Approximately 40 percent of foodborne illness outbreaks associated with retail food establishments during 2017–2019 were caused by an infectious employee, according to the U.S. Centers for Disease Control and Prevention (CDC).

A recent entry in CDC’s Morbidity and Mortality Weekly Report summarized environmental health data that was collected during retail foodborne outbreak investigations and was submitted to the National Environmental Assessment Reporting System (NEARS). NEARS was launched in 2014 to compliment National Outbreak Reporting System (NORS) surveillance. State and local health departments voluntarily enter data from their foodborne illness outbreak investigations of retail food establishments into NEARS.

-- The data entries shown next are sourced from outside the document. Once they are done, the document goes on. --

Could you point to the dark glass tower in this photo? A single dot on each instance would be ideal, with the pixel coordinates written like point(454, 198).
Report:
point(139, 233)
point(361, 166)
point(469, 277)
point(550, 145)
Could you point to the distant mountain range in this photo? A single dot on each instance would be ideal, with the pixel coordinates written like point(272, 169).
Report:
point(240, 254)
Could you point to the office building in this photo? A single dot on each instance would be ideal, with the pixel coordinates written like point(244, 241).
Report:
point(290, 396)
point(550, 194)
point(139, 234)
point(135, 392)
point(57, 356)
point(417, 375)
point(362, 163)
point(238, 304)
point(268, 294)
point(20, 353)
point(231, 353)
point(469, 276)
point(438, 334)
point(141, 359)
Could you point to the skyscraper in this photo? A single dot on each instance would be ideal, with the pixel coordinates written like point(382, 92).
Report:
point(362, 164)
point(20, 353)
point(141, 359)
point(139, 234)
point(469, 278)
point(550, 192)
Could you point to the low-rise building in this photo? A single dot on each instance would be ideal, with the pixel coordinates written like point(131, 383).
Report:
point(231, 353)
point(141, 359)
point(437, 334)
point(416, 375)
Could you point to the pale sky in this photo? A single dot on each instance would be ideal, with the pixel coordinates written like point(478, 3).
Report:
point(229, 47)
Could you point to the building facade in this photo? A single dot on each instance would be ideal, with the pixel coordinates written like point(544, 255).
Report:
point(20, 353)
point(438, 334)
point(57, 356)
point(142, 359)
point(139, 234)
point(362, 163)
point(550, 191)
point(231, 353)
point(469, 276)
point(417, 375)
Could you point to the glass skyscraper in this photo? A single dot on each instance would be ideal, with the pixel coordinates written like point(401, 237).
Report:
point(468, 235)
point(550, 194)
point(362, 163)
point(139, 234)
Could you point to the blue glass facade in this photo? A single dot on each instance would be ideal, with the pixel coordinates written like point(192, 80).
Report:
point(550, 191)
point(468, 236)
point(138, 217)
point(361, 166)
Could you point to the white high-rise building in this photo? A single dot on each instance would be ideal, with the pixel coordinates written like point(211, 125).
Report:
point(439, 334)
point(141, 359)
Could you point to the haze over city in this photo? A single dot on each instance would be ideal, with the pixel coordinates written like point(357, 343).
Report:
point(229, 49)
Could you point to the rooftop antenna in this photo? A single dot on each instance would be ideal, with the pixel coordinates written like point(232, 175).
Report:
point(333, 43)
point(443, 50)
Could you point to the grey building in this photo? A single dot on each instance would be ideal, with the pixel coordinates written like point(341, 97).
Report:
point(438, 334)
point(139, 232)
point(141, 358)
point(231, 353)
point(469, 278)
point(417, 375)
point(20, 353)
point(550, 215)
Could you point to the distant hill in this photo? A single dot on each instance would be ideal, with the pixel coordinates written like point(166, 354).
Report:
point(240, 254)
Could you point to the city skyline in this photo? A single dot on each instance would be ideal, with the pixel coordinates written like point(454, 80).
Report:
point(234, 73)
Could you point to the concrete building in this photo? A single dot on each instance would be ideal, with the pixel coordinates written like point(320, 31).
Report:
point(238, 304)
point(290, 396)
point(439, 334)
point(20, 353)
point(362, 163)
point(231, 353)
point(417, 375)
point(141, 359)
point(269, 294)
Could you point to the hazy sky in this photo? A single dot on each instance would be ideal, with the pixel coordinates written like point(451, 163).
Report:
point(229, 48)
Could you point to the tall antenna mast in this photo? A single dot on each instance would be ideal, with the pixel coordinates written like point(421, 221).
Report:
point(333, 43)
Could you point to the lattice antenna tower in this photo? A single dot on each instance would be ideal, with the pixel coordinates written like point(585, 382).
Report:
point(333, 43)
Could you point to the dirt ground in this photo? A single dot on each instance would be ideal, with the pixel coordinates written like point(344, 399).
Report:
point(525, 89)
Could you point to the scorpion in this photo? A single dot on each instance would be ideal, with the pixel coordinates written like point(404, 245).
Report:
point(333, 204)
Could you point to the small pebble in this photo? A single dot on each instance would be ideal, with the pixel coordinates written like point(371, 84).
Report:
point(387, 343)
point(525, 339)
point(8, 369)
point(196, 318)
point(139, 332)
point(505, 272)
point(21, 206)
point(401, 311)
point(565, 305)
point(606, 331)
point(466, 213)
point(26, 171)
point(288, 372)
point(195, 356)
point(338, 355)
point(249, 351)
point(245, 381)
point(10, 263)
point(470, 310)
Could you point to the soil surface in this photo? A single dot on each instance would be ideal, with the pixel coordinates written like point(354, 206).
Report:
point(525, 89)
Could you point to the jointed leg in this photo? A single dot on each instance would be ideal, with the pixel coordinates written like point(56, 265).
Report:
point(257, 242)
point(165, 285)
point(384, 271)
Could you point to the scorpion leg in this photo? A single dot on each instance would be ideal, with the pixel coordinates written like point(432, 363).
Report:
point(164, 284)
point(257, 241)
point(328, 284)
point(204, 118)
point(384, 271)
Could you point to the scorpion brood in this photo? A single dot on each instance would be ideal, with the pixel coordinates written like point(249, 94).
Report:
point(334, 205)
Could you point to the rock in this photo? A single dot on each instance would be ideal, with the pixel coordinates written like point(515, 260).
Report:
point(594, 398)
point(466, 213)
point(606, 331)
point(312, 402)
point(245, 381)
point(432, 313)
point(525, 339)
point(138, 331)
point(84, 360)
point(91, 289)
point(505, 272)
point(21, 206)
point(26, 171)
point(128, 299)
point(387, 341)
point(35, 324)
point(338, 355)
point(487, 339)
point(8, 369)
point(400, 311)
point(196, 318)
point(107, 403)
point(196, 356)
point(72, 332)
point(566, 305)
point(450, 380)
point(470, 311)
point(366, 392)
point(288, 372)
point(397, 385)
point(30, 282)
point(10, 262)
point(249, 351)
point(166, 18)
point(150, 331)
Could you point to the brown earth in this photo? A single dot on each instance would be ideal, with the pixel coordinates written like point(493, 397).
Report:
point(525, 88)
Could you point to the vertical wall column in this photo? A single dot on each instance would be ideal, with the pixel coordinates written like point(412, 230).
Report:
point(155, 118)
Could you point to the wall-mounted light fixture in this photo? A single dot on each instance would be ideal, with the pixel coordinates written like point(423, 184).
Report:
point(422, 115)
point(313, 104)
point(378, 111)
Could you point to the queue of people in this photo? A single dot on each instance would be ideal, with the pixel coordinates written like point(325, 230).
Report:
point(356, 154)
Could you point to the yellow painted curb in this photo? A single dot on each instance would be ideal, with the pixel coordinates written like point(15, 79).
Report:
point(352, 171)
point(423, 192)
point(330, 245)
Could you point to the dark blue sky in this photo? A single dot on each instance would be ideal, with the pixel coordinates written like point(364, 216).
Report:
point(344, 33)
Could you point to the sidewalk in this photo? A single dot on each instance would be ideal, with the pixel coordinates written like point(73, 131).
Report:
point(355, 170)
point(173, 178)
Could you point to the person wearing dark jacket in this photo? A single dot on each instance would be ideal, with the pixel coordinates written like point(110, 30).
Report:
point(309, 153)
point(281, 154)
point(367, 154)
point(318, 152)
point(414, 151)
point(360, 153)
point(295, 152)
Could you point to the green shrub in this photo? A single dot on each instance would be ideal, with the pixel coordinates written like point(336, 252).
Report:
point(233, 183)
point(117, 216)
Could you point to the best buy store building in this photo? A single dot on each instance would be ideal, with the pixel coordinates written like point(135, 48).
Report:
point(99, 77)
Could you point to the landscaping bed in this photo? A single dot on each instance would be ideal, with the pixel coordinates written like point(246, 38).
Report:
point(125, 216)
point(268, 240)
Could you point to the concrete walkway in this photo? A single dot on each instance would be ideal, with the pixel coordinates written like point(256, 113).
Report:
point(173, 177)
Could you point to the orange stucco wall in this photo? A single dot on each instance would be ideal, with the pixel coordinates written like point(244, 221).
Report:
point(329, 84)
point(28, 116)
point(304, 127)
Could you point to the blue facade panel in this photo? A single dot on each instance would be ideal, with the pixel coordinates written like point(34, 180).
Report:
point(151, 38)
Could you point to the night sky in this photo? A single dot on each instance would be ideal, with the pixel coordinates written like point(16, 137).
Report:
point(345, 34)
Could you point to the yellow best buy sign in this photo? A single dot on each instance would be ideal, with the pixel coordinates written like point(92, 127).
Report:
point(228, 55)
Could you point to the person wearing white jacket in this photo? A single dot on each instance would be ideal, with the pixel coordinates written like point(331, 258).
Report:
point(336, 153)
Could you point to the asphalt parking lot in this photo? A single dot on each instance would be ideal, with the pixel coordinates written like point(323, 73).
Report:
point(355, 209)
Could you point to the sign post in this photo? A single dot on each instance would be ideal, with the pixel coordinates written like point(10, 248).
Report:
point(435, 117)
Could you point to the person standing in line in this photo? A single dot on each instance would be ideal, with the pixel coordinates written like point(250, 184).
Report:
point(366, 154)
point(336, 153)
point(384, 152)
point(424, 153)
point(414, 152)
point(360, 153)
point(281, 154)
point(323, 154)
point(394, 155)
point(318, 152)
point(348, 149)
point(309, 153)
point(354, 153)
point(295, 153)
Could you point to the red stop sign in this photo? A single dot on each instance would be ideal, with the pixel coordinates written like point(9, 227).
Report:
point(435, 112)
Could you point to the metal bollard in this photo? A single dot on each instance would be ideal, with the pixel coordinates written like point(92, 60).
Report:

During 2017–2019, a total of 800 foodborne illness outbreaks linked to 875 retail food establishments were reported to NEARS by 25 state and local health departments. Of the 800 outbreaks, 555 had a confirmed or suspected agent. Norovirus and Salmonella accounted for 47 and 18.6 percent of the outbreaks, respectively.

CDC also found that approximately 40 percent of outbreaks with identified contributing factors had at least one reported factor associated with food contamination by an ill or infectious food worker.

In interviews, the vast majority (91.7 percent) of retail food managers reported that their establishment had a policy requiring food workers to notify their manager when they were ill. Additionally, 66 percent of the 725 managers interviewed stated that their sick employee policy was written, and only 23 percent said their policy included a complete list of illness symptoms about which workers were required to notify managers. Although 85.5 percent of interviewees said that their establishment had a policy restricting or excluding ill workers from working, only 16.1 percent of establishments linked to outbreaks had policies addressing all four components relating to ill or infectious workers, which are:

  1. Policy requires workers to notify a manager when they are ill
  2. Policy specifies all five illness symptoms about which workers need to notify managers (vomiting, diarrhea, jaundice, sore throat with fever, and lesion with pus)
  3. Policy restricts or excludes ill workers from working
  4. Policy specifies all five illness symptoms requiring restriction or exclusion from work.

Based on its report, CDC suggests that the content and enforcement of existing sick policies might need to be reexamined and refined. Future analyses of data may help guide the development of effective contamination prevention strategies by describing how establishments’ characteristics and food safety policies and practices relate to foodborne illness outbreaks.